The technology’s ability to reduce theft and fraud is especially intriguing, given the crimes are not generally a person or group simply stealing freight.
As Hoss explained, five elements must be verified before a load is admitted: truck, trailer, load, paperwork such as a manifest, packing slip or bill of lading and the driver.
“Prior to us it's been only truck validation and truck data was available, so four of them were missing, or even if they were available, nobody was consolidating them and validating, so we are coming in and connecting the four missing items to the truck information and perform validation on top of them, and this been leading to reduction of theft, not just a normal theft that somebody can walk in and pick up a trailer and leave, but also a higher degree theft, like a fake bill of lading,” Hoss explained.

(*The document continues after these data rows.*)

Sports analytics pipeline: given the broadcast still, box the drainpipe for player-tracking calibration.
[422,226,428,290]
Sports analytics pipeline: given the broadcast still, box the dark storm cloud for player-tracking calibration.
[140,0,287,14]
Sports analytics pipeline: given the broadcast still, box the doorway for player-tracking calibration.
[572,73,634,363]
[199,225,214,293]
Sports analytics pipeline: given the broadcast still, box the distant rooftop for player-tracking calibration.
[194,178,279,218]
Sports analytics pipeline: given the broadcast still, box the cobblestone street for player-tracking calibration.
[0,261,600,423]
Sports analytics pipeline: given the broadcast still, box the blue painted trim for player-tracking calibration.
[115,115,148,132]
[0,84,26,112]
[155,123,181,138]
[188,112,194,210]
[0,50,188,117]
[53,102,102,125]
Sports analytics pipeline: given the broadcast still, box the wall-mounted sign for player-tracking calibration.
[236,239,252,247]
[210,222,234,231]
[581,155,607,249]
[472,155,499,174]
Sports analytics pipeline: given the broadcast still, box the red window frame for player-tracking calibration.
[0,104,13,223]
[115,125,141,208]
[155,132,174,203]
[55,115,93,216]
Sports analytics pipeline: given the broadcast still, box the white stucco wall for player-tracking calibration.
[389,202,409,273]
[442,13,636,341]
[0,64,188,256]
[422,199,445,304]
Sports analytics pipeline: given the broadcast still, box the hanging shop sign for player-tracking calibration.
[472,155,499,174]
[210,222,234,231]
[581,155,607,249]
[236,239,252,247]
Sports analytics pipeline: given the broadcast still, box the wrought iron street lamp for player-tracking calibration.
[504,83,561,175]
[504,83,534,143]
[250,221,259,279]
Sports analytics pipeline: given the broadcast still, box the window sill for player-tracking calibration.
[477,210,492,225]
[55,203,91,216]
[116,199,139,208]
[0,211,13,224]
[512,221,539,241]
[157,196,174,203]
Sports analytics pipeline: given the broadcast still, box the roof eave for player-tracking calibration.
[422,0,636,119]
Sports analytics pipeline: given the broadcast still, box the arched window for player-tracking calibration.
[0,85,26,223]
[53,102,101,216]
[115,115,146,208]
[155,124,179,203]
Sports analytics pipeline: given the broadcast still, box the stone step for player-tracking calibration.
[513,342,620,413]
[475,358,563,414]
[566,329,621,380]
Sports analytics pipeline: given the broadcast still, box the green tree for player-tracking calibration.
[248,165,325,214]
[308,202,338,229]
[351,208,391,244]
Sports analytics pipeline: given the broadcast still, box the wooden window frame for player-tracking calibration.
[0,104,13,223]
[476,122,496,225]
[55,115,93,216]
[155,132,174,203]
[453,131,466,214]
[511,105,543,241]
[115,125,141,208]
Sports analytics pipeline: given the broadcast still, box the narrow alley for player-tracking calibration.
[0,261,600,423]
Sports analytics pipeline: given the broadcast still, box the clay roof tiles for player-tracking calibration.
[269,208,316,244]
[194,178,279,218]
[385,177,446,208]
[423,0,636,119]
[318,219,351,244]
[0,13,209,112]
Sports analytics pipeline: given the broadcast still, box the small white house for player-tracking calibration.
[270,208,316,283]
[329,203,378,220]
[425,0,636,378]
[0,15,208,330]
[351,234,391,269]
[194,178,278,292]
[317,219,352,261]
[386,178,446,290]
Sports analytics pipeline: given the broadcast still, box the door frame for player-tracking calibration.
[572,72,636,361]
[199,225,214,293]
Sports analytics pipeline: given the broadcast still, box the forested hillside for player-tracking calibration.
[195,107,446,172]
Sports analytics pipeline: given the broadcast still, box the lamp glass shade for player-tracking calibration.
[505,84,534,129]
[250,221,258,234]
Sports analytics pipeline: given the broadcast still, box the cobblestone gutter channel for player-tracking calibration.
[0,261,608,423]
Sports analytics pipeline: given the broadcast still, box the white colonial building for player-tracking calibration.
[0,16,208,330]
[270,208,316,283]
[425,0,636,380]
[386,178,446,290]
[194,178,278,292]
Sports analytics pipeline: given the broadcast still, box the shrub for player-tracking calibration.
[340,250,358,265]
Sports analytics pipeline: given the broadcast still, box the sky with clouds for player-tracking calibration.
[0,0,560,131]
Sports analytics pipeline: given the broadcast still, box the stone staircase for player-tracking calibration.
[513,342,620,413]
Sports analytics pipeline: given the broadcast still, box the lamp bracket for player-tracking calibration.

During the first quarter of 2026 767 supply chain crime events across the United States and Canada were recorded by Verisk CargoNet, representing losses $131.58 million, about the same dollar loss as in the first quarter of 2025.
EAIGLE’s name was derived from choosing a bird with a more than 300 degree field of view, while “squeezing in” the A to incorporate AI into it, Hoss explained.
That vision includes using EAIGLE’s technology to handle the growing fleet of autonomous commercial trucks.
“Our core focus is connecting industrial facilities to building and building an infrastructure for the future connectivity between all the autonomous trucks in any capacity, whether it's autonomous shunting or autonomous heavy vehicles, different classes to be able to interact with the building,” Hoss explained.
In deciding to financially back EAIGLE, an executive at one key investor pointed out EAIGLE’s automated processes.
"EAIGLE seamlessly simplifies complex logistics transactions, and we are excited to partner with them for their next phase of growth," said Vasant Kamath, general partner at Noro-Moseley Partners, in a statement.
"Every truck through a gate used to be chaos and clipboards. EAIGLE made it infrastructure,” added David Charbonnea, managing partner Boreal Ventures.
The new cash infusion will go toward responding to customer demand along with funding national product rollouts in the U.S. and Canada as well as for customers in Brazil, Mexico, India and western Europe, according to Hoss.
He did not publicly name specific companies adopting EAIGLE’s technologies at this time, but hinted that they include some of the world’s largest corporations.
Eagle-eye observers may figure it out themselves, although, a spokesman said, a future public announcement is planned, “in the coming months.”